Clearly, Giri has never beaten Kramnik in classical before, but he had a chance, as heading into the 7th hour, he kept pressing and pressing, but then after 76...Kg6, Giri could've played 77.Rc7 or 77.Rd7, or simply pushed the pawn with 77.e7 to maintain his advantage, but blew the win with 77.Ra4.

There's always next time...

Apr-26-15
Premium Chessgames Member
  AylerKupp: Yes, after 76...Kg6 we reach the following position:


click for larger view

Giri was running out of time, with less than a minute for his next 4 moves, so he played 77.Ra4 and threw away most of his advantage. With the most obvious move to my patzer eyes, 77.e7, Stockfish at the chess24.com site gives the following line as best: 77...Nd5 (to give up the knight for the Pe7) 78.Ra6+ (White could play 78.Rd7 immediately followed by 79.Kd8 but it makes no difference) 78...Kg5 79.Rd6 h5 (to prevent the counter knight for pawn sac) 80.Kd7 Nxd7 81.Rxd3 Nxg8, reaching the following position:


click for larger view

R+P vs. N+P endgames are not necessarily won by the stronger side (Dvoretsky). But here White mates in 41 moves according to the 6-piece Nalimov tablebases.

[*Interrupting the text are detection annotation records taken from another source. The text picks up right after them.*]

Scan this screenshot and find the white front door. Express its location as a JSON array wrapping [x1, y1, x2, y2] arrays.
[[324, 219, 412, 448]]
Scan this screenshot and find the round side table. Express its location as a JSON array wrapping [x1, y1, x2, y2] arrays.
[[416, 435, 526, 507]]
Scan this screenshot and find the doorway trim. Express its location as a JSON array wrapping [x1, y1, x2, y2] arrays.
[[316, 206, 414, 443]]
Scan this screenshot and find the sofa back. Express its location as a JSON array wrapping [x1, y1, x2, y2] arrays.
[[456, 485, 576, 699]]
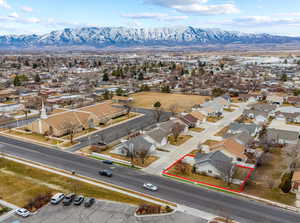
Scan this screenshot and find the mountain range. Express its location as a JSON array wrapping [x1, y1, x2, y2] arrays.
[[0, 26, 300, 49]]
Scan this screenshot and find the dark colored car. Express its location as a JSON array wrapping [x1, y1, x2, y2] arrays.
[[63, 193, 75, 206], [73, 195, 84, 205], [84, 198, 95, 208], [102, 160, 114, 165], [99, 170, 112, 177]]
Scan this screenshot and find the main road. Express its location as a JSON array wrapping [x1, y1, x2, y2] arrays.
[[0, 136, 300, 223]]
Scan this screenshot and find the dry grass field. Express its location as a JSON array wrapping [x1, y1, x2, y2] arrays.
[[131, 92, 209, 112]]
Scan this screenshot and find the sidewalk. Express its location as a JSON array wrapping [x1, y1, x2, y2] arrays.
[[0, 155, 215, 222], [0, 200, 19, 222], [143, 105, 245, 175]]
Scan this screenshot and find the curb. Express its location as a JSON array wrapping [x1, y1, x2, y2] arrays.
[[4, 154, 177, 208]]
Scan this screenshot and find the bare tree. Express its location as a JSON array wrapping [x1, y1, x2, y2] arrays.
[[169, 103, 179, 116], [124, 101, 133, 117], [284, 140, 300, 171], [61, 121, 80, 143], [171, 123, 183, 142], [136, 149, 149, 166], [175, 161, 189, 174]]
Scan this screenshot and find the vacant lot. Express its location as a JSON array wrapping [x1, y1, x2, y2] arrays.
[[0, 158, 149, 207], [131, 92, 209, 112], [245, 148, 296, 205]]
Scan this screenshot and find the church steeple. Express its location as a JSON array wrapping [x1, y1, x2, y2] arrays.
[[41, 100, 48, 119]]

82.Rd4 Nh6 83.Ke6 Ng4 84.Rd5+ Kg6 85.Rd7 Nf6 86.Rd8 Ng4 87.Rg8+ Kh7 88.Ra8 Kg6 89.Kd5 (an odd looking move but the idea is to maneuver the White king closer to Black's h-pawn) 89...Kf5 90.Kd4 Nf6 91.Ke3 Nh7 92.Kf2 Ng5 93.Kg2 Kg6 94.Ra6+ Kf5 95.Rb6 Kg4 96.Rf6 h4 97.Rf4+ Kh5 98.gxh4 (a surprise to me, I would have assumed that White's chances would be better with a g-pawn than with an h-pawn, but knights have more trouble stopping h- (and a-) pawns than g- (or b-) pawns because of their reduced mobility at the edge of the board.) 98.Nh7 99.Rf3 Kg6 100.Rc3 Nf6 101.Rc5 Nh5 102.Kf3 Nf6 103.Kf4 Nh5+ 104.Ke5 Ng3 105.Rc3 Nh5 106.Rc6+ Kg7 107.Rd6 Ng3 108.Kf4 Ne2+ 109.Kg5 Nc3 110.Rd7+ Kf8 111.h5 Ne4+ 112.Kg6 Nc5 113.Rd5 Ne4 114.h6 Ke7 115.h7 Nc3 116.Rd4 Ne2 117.h8=Q Nxd4 118.Qxd4 119.Ke6 120.Qc5 Kd7 121 Kf6 Kd8 122.Ke6 Ke8 123.Qe7#

It is not surprising that Giri, short of time, could not accurately evaluate the resulting R+P vs. N+P ending after 77.e7 which would not necessarily have resulted in a win for him.

Apr-26-15  RookFile: Kramnik had to have happy to hang onto a draw in this one.
Apr-26-15  Kaulayao: The Russian-Nepali mongrel could not shake off the full-blooded Russian, the better bloodline.
Apr-26-15
Premium Chessgames Member
  perfidious: Oh, yes--that explains it all away.
Apr-26-15  SvetlanaBabe: I agree, the Russian- Nepali mongrel can never be as good as a pure Russian.
Jun-25-15  rookpawn101: referring to anyone as a mongrel is highly inappropriate.